04. Text-to-SQL
Converting natural language questions to SQL queries enables non-technical users to access data directly. Local models can generate SQL without data leaving the environment, addressing privacy concerns that prevent using external services for query generation.
Text-to-SQL involves understanding the question, mapping concepts to table structures, and constructing valid SQL syntax. Local models can learn schema details and generate queries that respect table relationships and constraints.
Schema-Aware Query Generation
Effective query generation requires the model to understand table structures, column meanings, and relationships. Providing schema context significantly improves query accuracy.
import ollama
import sqlite3
def generate_sql(question: str, schema: str, examples: list = None) -> str:
"""Generate SQL query from natural language question."""
prompt = f"""Given this database schema:
{schema}
Generate a SQL query for this question:
{question}
Return ONLY the SQL query, no explanation."""
if examples:
prompt = f"Examples of correct queries:\n{examples}\n\n{prompt}"
response = ollama.chat(
model='llama3.2',
messages=[{'role': 'user', 'content': prompt}]
)
return response['message']['content'].strip()
# Example schema
schema = """
CREATE TABLE customers (
id INTEGER PRIMARY KEY,
name TEXT,
signup_date DATE,
region TEXT
);
CREATE TABLE orders (
id INTEGER PRIMARY KEY,
customer_id INTEGER REFERENCES customers(id),
order_date DATE,
total DECIMAL(10,2),
status TEXT
);
"""
# Generate query
question = "How many customers signed up in each region last month?"
sql = generate_sql(question, schema)
print(sql)
The model should return something like:
SELECT c.region, COUNT(*) as customer_count
FROM customers c
WHERE c.signup_date >= DATE_TRUNC('month', CURRENT_DATE - INTERVAL '1 month')

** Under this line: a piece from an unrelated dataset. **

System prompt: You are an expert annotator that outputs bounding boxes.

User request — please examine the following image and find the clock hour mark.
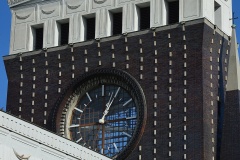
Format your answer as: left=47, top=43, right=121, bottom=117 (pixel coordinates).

AND c.signup_date < DATE_TRUNC('month', CURRENT_DATE)
GROUP BY c.region
Validating Generated Queries
Models sometimes generate syntactically valid but semantically incorrect SQL. Validation catches these errors before they cause problems.
def validate_sql(sql: str, conn: sqlite3.Connection) -> dict:
"""Validate SQL query syntax and execution."""
result = {
'valid': False,
'error': None,
'row_count': 0,
'sample_results': None
}
try:
cursor = conn.cursor()
cursor.execute(sql)
# Verify execution succeeds
columns = [desc[0] for desc in cursor.description]

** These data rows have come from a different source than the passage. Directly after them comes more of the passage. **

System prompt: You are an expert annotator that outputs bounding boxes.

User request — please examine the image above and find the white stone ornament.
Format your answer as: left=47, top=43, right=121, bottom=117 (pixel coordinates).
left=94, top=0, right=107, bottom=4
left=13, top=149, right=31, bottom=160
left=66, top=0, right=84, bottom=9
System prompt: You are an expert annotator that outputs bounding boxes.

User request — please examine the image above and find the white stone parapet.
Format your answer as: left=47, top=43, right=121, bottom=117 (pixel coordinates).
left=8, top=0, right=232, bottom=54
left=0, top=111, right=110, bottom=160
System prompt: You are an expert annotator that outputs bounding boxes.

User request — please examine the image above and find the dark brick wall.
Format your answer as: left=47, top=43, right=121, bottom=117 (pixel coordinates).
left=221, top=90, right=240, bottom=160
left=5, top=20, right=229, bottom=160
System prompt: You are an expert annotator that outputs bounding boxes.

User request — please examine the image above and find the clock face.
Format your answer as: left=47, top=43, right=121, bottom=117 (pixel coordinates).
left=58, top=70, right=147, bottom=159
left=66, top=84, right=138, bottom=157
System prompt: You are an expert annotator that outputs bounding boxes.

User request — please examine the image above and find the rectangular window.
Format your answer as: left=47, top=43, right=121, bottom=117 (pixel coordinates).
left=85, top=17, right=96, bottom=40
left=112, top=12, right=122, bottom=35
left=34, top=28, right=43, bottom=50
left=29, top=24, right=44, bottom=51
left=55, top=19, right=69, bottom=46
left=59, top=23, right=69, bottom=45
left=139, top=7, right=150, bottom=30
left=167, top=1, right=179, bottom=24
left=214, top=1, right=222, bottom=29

rows = cursor.fetchmany(5) # Fetch sample results
result['valid'] = True
result['columns'] = columns
result['sample_results'] = rows
except Exception as e:
result['error'] = str(e)
return result
# Test with SQLite
conn = sqlite3.connect(':memory:')
conn.execute("CREATE TABLE test (a INTEGER, b TEXT)")
conn.execute("INSERT INTO test VALUES (1, 'x'), (2, 'y')")
# Validate a generated query
validation = validate_sql("SELECT * FROM test", conn)
print(f"Valid: {validation['valid']}")
print(f"Columns: {validation.get('columns')}")
Handling Query Failures
Common failure modes include incorrect table references, missing JOIN conditions, wrong aggregation logic, and misunderstood column meanings. Debugging involves comparing generated SQL against expected results and providing corrective feedback.
def debug_sql(question: str, sql: str, error: str, schema: str) -> str:
"""Debug failed SQL generation."""
prompt = f"""Question: {question}
Generated SQL: {sql}
Error: {error}
Schema: {schema}
What is wrong with this query? Provide corrected SQL with explanation."""
response = ollama.chat(
model='llama3.2',
messages=[{'role': 'user', 'content': prompt}]
)
return response['message']['content']
Iterative debugging with specific error feedback produces progressively better queries.
Create a small SQLite database with 3-4 related tables. Generate queries for 10 different questions. Identify which queries fail and why. Build a prompt template that improves generation accuracy.